La richiesta di Tajani rientra nel procedimento legislativo in corso, ovvero la proposta di modifica del regolamento presentata dalla Commissione all'Europarlamento e che dovrebbe mettere nero su bianco la scelta di Amsterdam come nuova sede dell'Ema. L'Italia spera di riaprire la competizione con l'Olanda per l'assegnazione dell'Ema, dopo che Amsterdam ha riconosciuto di non riuscire a rispettare gli impegni presi con l'Ue (gli alloggi e gli uffici non saranno pronti prima di novembre 2019, invece di aprile come assicurato dagli olandesi in un primo momento). Roma ha così presentato ricorso alla Corte di Giustizia dell'Ue e, allo stesso tempo, ha spinto per un'offensiva politica, puntando sull'aiuto dell'Europarlamento.

 

"E' necessaria una piena e accurata informazione sulla selezione della località proposta, per consentire al Parlamento europeo di deliberare su questa materia in modo puntuale e significativo. Tuttavia – sottolinea Tajani nella lettera – il contenuto dell'offerta formulata dal governo olandese e la valutazione fornita dalla Commissione, sulla base delle quali è stata formulata la proposta, non è stata trasmessa al Parlamento". Il presidente dell'Europarlamento fa riferimento ai molti omissis contenuti nella documentazione presentata da Amsterdam al momento della candidatura.

 

Eppure, lo scorso 16 febbraio, il sito del governo olandese aveva già pubblicato il documento confidenziale rendendolo consultabile a chiunque.
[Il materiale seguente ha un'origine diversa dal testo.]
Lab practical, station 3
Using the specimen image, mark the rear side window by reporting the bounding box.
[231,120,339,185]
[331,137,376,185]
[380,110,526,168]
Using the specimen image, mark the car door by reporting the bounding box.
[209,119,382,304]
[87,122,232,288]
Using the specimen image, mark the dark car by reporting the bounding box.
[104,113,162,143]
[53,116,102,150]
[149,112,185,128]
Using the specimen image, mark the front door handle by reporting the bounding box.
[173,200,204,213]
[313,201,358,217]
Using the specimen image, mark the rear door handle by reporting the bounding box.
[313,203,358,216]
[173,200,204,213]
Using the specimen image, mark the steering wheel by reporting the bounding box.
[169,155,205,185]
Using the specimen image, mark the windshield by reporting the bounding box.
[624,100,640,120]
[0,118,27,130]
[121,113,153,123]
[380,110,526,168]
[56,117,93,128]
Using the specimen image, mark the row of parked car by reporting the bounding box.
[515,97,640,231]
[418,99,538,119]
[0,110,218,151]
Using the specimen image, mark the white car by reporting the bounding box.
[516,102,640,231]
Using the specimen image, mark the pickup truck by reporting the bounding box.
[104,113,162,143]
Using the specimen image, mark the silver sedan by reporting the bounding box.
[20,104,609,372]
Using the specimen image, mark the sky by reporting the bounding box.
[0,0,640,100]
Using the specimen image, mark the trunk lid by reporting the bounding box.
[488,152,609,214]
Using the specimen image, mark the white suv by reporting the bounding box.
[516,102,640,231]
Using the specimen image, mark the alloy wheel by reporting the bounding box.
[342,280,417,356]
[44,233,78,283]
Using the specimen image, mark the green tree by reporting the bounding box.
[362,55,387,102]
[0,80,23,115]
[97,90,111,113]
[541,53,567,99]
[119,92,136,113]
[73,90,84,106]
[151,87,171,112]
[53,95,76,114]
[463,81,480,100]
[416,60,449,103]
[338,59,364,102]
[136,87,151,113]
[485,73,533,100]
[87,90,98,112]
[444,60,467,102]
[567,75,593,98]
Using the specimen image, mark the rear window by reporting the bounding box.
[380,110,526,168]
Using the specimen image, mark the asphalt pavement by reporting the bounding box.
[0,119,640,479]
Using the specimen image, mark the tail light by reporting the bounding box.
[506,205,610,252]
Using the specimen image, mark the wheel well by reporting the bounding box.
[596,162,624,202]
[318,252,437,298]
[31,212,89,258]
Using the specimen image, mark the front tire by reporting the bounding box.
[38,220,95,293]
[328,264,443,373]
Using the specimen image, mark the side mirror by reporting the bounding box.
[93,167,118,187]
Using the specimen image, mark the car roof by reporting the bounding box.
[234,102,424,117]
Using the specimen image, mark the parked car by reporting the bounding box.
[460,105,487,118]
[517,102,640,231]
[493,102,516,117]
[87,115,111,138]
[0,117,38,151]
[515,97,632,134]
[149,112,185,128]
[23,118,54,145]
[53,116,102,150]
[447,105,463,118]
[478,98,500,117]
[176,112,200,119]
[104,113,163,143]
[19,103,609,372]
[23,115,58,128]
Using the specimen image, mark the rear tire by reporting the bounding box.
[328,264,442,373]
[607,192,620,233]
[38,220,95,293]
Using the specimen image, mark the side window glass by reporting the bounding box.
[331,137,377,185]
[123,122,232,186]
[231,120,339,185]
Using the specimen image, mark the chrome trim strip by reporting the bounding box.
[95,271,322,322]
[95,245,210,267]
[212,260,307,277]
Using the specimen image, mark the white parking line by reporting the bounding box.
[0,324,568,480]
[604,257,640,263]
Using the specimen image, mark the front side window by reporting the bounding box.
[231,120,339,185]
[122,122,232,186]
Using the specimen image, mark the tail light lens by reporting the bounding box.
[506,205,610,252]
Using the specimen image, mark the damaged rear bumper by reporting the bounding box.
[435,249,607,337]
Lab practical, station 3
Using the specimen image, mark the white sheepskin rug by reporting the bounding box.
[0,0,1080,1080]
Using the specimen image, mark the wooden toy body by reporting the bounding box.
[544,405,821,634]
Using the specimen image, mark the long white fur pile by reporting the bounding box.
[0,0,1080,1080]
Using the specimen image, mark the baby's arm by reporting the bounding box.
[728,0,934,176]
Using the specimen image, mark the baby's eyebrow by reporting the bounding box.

Un elemento che rischia di svuotare, di fatto, il tentativo di Tajani di mettere pressione alla Commissione.

 

 

Secondo la Commissione, si tratta di una prassi: ogni paese che si propone di ospitare la sede di un'agenzia europea è libero di formulare delle offerte ad hoc e può chiedere alla Commissione di secretarle. Per il Parlamento europeo si tratta di una mancanza di trasparenza che potrebbe pregiudicare il suo via libera alla scelta di Amsterdam.